AND -- and I don't see why this [sc. Walt & Mearsheimer's writing] doesn't bug you more -- because it suggests that there is some monolithic "Jewish" opinion when obviously there is not. Indeed, W&M seem to lump in the "Israel Lobby" groups that have quite different takes on what is in the interest of the US and of Israel.
It doesn't bug me, because I don't think it's terribly relevant, as I have said over and over. I'll have to read the entire W&M book, first of all. The hardliners control Jewish opinion in political terms, that's the point. It doesn't matter what I think, what Wonderment thinks, what Richard Falk thinks, what Noam Chomsky thinks, what Norman Finkelstein thinks, what any of the "righteous Jews" referred to by Mearsheimer in his April, 2010 speech to the Jerusalem Fund think. We don't matter. Jewish opinion may as well have been monolithic for the past twenty-thirty years. The politics may be changing now, I think, and Friedman's column could well be a milestone there, and W&M paved the way for that column.
The reason for focusing on rich Jews as components of the Lobby is that they are the most important in funding the Lobby's activities and in organizing campaign contributions.

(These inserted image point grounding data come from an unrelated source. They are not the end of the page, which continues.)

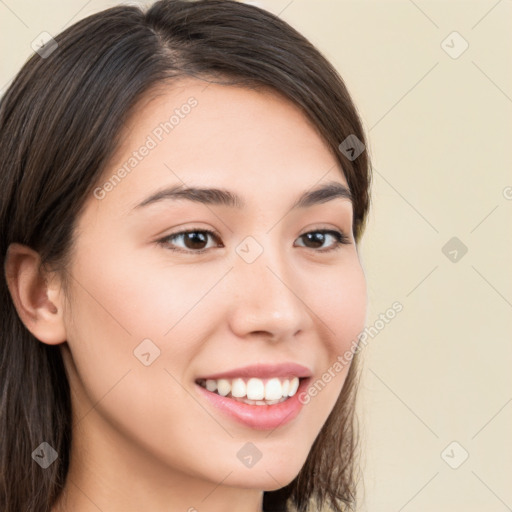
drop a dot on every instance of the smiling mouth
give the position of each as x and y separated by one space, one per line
253 391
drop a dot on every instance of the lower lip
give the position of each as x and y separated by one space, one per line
258 417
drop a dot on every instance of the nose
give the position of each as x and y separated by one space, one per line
266 299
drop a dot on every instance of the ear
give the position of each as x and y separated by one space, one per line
37 295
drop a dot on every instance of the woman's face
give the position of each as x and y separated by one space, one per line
153 311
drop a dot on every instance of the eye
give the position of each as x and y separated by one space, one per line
193 239
196 240
318 238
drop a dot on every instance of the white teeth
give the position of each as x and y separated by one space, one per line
285 387
294 385
255 391
273 389
238 388
223 387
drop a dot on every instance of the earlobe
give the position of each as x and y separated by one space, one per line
36 295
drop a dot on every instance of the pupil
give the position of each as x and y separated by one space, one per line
316 238
196 238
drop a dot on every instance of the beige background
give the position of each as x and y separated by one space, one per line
440 132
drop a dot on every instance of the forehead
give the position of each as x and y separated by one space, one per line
201 133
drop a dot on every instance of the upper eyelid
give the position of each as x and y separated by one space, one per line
345 238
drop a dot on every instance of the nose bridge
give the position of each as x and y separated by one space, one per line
265 299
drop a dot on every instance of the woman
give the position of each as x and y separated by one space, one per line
183 192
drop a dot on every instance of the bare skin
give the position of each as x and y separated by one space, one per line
143 437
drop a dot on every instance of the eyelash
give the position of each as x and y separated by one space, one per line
341 239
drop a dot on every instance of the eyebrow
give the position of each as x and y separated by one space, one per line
219 196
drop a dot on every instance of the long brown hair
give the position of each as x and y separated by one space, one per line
60 121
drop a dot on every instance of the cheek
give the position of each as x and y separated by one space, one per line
340 305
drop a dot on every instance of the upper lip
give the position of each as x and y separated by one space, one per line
263 371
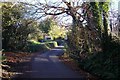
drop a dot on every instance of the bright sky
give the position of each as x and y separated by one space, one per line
114 4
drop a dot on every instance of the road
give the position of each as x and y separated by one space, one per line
48 65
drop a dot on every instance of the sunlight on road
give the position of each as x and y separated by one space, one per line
41 59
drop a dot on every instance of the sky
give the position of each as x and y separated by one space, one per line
114 5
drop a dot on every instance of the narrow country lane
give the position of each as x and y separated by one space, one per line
48 65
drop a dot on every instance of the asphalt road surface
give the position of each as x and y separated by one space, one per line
48 65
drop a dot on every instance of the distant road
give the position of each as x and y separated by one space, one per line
48 65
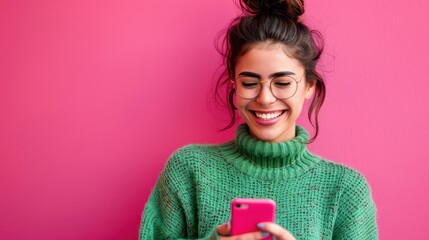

As I said before, Mead's one-man, one-vote approach to the American Jewish community and its politics is laughably stupid and incorrect, more stupid than any alleged monocausal explanation for America's Israel policy that emerges from W&M.
Friedman has been a long-time protege of Michael Mandelbaum in the field of IR. He has been citing Mandelbaum as his inspiration for years, and now they are collaborating on a book. Mandelbaum was a founding member of the Washington Institute for Near East Policy, identified by W&M as as prominent member of the Israel Lobby. In addition, Friedman's wife is/was heir to a large [Jewish] real estate fortune in the Midwest. Friedman would have been exposed every which way to Israel-related fundraising and political influence as regards Israel, and at the highest levels. I would be surprised if Friedman did not owe his plum assignment as Mideast correspondent to his connections with "The Lobby," speaking broadly (again, a necessary but insufficient condition for getting the assignment). So, given all this, that Friedman would write the sentence he wrote about congressional applause for Netanyahu being bought and paid for by the Lobby speaks volumes. Friedman has had enough.